Copper is an essential micronutrient for most living organisms, serving as a redox-active cofactor for important enzymes such as the terminal respiratory oxidases and superoxide dismutase. However, in excess copper can be extremely toxic, due in part to this same redox-activity by which copper ions can catalyse the production of deleterious reactive oxygen species (ROS), and also due to its propensity to form extremely stable complexes with cellular components. In recent decades, much has been learned about how organisms acquire, handle, distribute, store, sense and export copper ions, collectively termed copper homeostasis. Yet, despite this progress in our understanding of the molecular bases of copper homeostasis, the molecular mechanisms by which unregulated concentrations of copper ions kill cells remain largely unknown.
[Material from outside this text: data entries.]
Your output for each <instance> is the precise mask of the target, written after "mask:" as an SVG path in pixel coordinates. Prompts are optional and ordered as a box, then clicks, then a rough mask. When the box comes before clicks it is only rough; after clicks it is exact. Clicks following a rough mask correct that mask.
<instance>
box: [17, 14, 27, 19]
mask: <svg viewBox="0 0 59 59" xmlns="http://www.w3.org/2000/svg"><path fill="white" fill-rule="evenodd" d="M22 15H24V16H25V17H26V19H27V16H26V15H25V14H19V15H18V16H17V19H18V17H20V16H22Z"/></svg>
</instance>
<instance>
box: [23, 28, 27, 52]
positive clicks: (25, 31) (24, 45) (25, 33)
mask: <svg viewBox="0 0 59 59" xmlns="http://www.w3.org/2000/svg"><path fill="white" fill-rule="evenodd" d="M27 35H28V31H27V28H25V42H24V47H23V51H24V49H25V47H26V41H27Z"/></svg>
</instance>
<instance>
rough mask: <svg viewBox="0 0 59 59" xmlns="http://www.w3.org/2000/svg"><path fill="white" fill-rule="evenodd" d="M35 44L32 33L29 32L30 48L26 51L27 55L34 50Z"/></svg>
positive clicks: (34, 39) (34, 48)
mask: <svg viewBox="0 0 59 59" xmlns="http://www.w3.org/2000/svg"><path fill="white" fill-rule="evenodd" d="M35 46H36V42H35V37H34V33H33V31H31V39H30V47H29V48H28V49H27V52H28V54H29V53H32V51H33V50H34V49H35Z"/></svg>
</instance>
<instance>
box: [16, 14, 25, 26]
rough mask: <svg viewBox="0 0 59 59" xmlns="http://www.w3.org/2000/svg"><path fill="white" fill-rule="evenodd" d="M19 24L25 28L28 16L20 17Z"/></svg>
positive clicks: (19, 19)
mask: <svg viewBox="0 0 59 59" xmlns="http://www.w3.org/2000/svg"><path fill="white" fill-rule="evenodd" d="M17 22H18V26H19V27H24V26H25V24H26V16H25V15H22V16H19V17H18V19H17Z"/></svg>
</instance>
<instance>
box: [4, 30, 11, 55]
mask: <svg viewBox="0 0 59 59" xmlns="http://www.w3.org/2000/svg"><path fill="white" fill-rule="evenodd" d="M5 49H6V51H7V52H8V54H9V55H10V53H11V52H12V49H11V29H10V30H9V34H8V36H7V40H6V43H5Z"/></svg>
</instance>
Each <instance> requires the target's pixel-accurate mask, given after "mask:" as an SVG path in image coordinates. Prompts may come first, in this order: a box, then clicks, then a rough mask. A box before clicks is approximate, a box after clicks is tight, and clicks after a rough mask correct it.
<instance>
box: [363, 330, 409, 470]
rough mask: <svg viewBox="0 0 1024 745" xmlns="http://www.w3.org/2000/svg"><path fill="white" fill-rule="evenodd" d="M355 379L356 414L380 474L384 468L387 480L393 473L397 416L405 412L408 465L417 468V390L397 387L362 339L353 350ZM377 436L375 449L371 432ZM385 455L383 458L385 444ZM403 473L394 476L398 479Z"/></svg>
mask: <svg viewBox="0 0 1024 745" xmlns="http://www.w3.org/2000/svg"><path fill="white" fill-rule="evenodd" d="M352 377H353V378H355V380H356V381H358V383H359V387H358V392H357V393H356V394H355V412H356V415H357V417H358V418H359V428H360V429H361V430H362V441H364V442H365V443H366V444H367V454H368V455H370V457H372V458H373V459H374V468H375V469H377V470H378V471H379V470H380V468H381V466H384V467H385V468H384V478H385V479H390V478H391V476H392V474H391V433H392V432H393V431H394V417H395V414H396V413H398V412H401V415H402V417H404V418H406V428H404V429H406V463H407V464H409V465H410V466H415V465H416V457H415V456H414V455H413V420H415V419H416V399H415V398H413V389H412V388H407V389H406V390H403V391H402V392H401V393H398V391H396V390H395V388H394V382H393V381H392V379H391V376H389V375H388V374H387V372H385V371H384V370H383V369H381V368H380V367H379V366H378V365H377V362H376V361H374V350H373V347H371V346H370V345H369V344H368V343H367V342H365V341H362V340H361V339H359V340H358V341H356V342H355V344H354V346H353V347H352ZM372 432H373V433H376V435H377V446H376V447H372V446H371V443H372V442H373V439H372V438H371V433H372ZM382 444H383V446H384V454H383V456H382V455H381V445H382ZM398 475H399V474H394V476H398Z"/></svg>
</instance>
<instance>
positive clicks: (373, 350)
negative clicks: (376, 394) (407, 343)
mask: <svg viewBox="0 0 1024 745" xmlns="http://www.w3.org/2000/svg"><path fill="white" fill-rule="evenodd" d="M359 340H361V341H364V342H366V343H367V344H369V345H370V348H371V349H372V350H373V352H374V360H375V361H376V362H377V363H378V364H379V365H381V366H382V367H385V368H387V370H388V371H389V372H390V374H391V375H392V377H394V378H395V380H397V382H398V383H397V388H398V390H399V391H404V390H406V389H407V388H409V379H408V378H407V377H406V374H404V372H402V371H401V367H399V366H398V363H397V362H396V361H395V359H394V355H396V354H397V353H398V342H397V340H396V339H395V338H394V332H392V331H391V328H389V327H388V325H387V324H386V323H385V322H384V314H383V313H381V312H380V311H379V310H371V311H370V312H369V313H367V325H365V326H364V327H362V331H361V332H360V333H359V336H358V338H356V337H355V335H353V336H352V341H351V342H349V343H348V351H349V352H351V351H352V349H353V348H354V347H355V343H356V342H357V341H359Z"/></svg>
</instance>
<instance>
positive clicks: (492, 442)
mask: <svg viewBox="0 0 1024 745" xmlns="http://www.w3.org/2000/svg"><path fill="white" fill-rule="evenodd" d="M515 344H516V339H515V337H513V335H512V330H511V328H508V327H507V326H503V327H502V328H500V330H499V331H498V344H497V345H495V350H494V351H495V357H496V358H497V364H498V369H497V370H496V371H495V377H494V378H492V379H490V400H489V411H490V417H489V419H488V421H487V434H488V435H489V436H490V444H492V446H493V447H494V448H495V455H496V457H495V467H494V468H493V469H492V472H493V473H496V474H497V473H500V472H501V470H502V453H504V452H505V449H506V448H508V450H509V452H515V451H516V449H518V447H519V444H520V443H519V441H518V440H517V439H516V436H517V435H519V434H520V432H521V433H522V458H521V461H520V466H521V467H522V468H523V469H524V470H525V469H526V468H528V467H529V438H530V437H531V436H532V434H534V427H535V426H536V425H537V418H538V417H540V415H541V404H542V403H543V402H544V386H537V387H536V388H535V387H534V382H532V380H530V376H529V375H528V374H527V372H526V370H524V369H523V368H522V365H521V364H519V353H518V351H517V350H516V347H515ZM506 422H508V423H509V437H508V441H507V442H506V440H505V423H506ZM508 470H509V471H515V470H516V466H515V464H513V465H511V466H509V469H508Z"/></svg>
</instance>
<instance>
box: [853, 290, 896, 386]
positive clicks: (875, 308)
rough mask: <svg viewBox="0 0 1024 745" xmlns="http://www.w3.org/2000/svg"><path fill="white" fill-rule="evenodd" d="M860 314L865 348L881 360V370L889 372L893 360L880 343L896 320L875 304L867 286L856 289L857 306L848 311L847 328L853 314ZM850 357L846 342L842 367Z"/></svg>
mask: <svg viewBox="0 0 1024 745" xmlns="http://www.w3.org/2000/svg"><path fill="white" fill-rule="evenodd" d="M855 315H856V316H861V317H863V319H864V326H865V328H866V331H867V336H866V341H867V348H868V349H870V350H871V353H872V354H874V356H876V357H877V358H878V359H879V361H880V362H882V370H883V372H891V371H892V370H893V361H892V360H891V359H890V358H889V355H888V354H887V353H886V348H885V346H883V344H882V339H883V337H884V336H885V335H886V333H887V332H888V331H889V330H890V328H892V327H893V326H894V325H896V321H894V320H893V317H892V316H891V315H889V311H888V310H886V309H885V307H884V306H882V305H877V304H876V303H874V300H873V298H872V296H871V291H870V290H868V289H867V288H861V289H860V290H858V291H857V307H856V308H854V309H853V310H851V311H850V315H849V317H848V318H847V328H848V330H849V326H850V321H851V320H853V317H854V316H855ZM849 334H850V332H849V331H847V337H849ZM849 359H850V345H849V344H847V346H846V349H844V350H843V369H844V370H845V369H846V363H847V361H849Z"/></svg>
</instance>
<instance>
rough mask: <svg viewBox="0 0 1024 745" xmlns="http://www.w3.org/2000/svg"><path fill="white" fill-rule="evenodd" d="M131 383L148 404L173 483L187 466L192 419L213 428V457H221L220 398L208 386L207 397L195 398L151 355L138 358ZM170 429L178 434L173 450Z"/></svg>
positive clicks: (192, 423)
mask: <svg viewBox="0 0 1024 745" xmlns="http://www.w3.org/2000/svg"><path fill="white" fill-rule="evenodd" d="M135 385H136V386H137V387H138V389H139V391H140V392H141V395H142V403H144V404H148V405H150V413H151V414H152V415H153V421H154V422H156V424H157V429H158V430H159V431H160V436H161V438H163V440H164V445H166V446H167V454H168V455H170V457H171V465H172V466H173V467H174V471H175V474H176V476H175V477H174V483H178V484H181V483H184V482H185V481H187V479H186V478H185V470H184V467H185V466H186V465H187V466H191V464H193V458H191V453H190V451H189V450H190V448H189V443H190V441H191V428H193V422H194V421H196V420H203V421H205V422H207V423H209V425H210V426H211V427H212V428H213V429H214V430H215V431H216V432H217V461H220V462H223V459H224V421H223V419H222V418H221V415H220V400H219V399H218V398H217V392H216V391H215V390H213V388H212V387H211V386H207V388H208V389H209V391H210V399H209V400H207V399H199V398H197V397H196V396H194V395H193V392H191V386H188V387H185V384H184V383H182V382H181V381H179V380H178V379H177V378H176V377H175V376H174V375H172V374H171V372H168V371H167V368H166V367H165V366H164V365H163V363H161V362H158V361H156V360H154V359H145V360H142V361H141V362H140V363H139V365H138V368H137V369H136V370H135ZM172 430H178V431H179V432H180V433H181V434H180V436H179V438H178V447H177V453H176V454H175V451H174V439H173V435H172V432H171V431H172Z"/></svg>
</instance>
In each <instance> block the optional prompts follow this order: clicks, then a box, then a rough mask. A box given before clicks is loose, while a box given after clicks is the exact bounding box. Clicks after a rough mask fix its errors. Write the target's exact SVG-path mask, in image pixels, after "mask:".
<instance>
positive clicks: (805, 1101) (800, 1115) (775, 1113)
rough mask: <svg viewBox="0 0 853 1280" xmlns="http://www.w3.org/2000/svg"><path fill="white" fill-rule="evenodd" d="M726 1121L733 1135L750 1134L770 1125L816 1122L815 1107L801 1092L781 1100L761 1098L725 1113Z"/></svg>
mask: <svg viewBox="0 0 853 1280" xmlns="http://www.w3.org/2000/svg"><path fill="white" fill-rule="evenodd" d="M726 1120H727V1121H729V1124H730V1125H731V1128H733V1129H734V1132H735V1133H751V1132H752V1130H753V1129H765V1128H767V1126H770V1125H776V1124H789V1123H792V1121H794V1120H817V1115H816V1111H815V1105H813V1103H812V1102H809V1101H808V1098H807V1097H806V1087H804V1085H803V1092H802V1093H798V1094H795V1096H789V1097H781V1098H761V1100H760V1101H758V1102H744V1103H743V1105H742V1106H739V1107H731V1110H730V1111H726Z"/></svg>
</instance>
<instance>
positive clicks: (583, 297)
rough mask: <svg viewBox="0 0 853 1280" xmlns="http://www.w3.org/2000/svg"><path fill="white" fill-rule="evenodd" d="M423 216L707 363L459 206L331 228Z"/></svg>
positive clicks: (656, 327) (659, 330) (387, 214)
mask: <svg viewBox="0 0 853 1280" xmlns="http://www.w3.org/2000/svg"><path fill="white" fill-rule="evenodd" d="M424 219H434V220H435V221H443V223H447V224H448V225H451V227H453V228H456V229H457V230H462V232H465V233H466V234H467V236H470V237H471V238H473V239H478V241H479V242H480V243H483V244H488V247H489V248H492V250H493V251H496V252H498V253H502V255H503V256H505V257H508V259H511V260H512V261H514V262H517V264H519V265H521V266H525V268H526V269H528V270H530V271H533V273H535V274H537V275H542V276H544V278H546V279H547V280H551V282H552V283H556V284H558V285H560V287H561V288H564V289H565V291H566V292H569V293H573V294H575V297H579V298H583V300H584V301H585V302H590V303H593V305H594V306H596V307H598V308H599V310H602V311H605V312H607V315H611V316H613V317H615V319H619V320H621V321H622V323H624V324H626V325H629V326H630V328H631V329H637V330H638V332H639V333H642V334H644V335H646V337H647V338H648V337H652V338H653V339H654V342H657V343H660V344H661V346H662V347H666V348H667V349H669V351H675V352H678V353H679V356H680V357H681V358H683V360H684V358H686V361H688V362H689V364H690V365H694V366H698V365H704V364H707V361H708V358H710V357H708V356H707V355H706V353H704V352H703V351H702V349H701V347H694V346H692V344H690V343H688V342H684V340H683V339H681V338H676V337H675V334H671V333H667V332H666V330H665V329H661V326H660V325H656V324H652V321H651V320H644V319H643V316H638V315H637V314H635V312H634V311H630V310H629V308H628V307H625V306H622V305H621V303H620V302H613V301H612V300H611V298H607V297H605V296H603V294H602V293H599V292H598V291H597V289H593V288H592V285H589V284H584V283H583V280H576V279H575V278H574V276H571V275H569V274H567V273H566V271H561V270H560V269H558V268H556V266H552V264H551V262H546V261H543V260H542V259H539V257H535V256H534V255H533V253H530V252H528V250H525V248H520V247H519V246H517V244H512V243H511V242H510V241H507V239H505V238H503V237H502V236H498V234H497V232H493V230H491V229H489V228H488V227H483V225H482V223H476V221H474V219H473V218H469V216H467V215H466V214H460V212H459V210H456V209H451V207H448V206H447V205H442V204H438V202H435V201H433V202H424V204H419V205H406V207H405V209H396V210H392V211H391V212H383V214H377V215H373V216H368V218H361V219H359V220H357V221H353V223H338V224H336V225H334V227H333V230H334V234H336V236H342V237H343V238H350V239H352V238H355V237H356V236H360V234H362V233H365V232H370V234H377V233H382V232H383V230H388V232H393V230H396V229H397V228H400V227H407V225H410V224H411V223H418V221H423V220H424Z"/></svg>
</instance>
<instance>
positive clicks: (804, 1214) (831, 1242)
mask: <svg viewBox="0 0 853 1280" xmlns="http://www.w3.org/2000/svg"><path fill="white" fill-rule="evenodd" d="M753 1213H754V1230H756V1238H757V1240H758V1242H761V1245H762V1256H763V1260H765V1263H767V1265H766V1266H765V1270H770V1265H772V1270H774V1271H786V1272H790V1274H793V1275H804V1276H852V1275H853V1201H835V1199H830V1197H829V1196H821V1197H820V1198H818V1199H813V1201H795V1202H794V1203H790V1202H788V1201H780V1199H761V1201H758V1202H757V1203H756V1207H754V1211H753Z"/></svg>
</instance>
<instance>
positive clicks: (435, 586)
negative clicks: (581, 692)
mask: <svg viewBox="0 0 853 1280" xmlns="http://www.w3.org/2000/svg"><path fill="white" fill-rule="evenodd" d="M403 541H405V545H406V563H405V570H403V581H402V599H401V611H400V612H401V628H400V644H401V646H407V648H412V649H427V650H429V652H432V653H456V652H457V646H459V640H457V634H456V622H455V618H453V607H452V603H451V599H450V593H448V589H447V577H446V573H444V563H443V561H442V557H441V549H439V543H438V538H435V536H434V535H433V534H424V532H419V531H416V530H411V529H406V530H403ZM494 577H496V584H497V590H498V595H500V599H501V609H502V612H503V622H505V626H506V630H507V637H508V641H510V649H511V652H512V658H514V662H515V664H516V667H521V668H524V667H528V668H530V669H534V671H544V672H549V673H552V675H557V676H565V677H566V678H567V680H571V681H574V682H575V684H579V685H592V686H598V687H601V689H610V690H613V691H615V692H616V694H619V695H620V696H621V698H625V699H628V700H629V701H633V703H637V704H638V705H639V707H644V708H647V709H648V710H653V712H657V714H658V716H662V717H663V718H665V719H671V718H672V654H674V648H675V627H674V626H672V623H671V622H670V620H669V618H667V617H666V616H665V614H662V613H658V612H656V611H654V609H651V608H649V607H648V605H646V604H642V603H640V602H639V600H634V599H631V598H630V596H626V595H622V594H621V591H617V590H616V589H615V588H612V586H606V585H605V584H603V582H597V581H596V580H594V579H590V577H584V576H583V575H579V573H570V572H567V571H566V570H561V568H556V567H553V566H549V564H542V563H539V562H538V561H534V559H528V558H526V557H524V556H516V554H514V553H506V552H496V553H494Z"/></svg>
This question has gained importance in recent years with the recognition that copper, both as metal salts and as solid metal surfaces, is an attractive antimicrobial.
In a world of decreasing efficacy of traditional antibiotics, together with the recognition that prevention of infection is better than cure, such antimicrobial substances and ‘selfsanitising’ surfaces hold much appeal. As with any new antimicrobial, it is important that its mechanism of action is defined prior to widespread adoption, primarily to assess the risk of spontaneous resistance emerging amongst the ‘wild’
microbial population. In this review, we first summarise our current understanding of microbial copper homeostasis, then review what is known of the mechanisms by which copper kills cells. Finally, we look at the current and potential applications of copper toxicity, in both the medical field and commercial activities.
Keywords copper; copper homeostasis; copper toxicity; antimicrobial copper.